I spent nearly a decade working as a technical and customer support specialist in an inbound contact centre. I was the person who answered the phone from customers angry over their bill or because their internet, tv or cell phone was not working. People tend to forget their manners when talking to a person over phone who works in a subservient position to them. The company was all about squeezing every last cent out of their workers, and most of management seemed to almost gleefully accept their role as pseudo-slavers. It was probably the most soul-killing job I ever did.
After 5 years of it, both my doctor and I hated it. I told myself many of these excuses, and finally owned up to the fact that without a better resume, I wasn’t confident I could do much better for pay, and when the pay is already just above minimum wage, that’s a really hard one to swallow. I also had enough friends in other contact centres to know I was just jumping fires to switch companies, and at least I liked a group of the people I worked with – some friendships I still maintain today. I made a concious decision that I was actively choosing to stay there until I found a better career, instead of meekly and passively thinking I was doomed to remain there.
And so I started working on myself. What else I would want to do, what I was looking for. I decided money was not the leading factor, though all the other items had to be superb for me to accept a lesser wage. Working with a friend, I slowly started to identify transferrable skills, and piece together a resume, and applying to positions with other companies. While it is likely a process that would have taken most people only a few months, my confidence was in the early stages of being built up, and so it took longer for me.
As well, where I finally decided I wanted to be was notorious to take a year or more to go through the entire selection process. I also had to factor in that due to varying shifts that kept me from having any consisent time off, I would need to use my meagre amount of vacation or sick leave for any interviews I wanted to attend, as management was not exactly open to my career growth.

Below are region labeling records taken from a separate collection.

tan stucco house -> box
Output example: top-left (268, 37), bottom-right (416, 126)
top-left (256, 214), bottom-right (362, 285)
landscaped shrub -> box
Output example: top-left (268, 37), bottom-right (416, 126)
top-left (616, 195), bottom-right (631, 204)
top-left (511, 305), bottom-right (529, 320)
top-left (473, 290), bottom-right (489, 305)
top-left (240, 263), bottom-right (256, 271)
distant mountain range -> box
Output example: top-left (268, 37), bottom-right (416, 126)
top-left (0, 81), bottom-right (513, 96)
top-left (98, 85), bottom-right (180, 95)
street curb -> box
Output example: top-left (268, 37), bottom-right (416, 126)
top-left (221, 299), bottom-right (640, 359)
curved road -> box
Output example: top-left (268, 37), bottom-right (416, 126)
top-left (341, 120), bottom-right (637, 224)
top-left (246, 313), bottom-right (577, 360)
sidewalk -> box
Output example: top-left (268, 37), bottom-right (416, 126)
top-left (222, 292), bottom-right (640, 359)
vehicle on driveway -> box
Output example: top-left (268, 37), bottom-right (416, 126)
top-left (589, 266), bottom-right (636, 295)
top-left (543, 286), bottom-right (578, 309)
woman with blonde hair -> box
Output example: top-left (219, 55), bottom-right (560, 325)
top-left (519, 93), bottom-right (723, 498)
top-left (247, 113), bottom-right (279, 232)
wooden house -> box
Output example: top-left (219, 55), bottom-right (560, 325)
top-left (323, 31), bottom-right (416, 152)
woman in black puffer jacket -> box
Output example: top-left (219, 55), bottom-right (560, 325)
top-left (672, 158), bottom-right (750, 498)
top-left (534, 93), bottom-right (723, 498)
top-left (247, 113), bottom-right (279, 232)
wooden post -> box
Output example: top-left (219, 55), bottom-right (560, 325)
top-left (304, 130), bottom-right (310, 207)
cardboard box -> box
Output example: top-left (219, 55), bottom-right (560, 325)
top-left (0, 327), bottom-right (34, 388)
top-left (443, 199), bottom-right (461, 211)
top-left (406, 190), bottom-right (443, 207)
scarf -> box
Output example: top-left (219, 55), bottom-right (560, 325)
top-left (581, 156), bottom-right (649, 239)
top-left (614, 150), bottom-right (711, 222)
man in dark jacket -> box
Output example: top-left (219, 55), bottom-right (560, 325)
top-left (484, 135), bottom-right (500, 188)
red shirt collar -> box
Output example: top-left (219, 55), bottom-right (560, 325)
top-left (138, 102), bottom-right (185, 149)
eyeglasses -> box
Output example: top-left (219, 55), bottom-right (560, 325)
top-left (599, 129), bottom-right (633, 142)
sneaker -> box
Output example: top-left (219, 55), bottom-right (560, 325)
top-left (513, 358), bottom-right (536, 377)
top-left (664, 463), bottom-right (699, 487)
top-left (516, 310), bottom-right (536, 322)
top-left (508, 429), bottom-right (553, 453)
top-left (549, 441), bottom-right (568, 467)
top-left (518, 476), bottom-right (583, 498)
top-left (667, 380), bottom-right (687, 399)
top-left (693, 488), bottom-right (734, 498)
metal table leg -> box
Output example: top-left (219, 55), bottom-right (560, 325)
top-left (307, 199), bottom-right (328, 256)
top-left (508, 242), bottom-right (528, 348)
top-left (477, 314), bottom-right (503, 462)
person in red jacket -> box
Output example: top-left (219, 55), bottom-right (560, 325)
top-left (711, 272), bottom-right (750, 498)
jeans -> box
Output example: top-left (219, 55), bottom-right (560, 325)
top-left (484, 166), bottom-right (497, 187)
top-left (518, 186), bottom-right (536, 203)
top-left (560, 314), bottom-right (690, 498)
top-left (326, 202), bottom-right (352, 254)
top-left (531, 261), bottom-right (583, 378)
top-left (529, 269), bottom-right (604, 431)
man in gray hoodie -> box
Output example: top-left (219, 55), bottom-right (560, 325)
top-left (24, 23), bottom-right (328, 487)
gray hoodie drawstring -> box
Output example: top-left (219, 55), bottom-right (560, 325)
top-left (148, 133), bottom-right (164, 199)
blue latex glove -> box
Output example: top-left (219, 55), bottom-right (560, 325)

2 months prior to my 9 year anniversary with that company, I happily bounced into work with a spring in my step that was highly unusual, and caused some confused looks from others. I was so happy, I actually went in, on my vacation day – on my birthday in fact – to tender my very polite and professional resignation, which gave no room for them to try to convince me to stay in their specially-reserved section of hell. Multiple supervisors actually approached me after to ask how I got my job with my new employer, as perhaps it was a time for them to change as well.
Oh, that was a happy day that nearly three years later, still brings a smile to my face. After some special handling by awesome managers who recognized the near PTSD-like condition that my old employer had left me in, I’ve found new confidence in myself, and I now thrive in a career that challenges me, welcomes my input, and supports both my personal and professional growth, wherever that may take me.
The best I could offer to others is this: Identify the exuses or reasons of why you are staying where you are. Dream of better, and then figure out how to get there, because it is possible. May be a rocky road, but the smooth ones really do lose their appeal. Decide that your departure from this company is a definite fact, not a far off wish. If for whatever reason, you can’t immediately just quit right now, then decide what your departure entails, and own that decision. Accept it. Make the conscious decision that you are actively choosing to stay where you are for the short term. Draw lines about what you will accept in your continued employment, and give yourself the all-clear that “if x happens, I quit”, and hold that life line firm. Find out what the rules the employer, not necessarily your boss, has about conflict resolution, and follow it. At that point, what is the worst that can happen? You lose a job you have decided you will be leaving. And in that good-bye process, however long it takes, milk it for all it’s worth; every last transferrable skill, training, knowledge and experience. There’s a certain satisfaction to knowing they are just making you that much more valuable to your next employer.
Kudos! It’s great to see Karen’s courage and practical approach to finding better work, rather than accepting jobs that suck!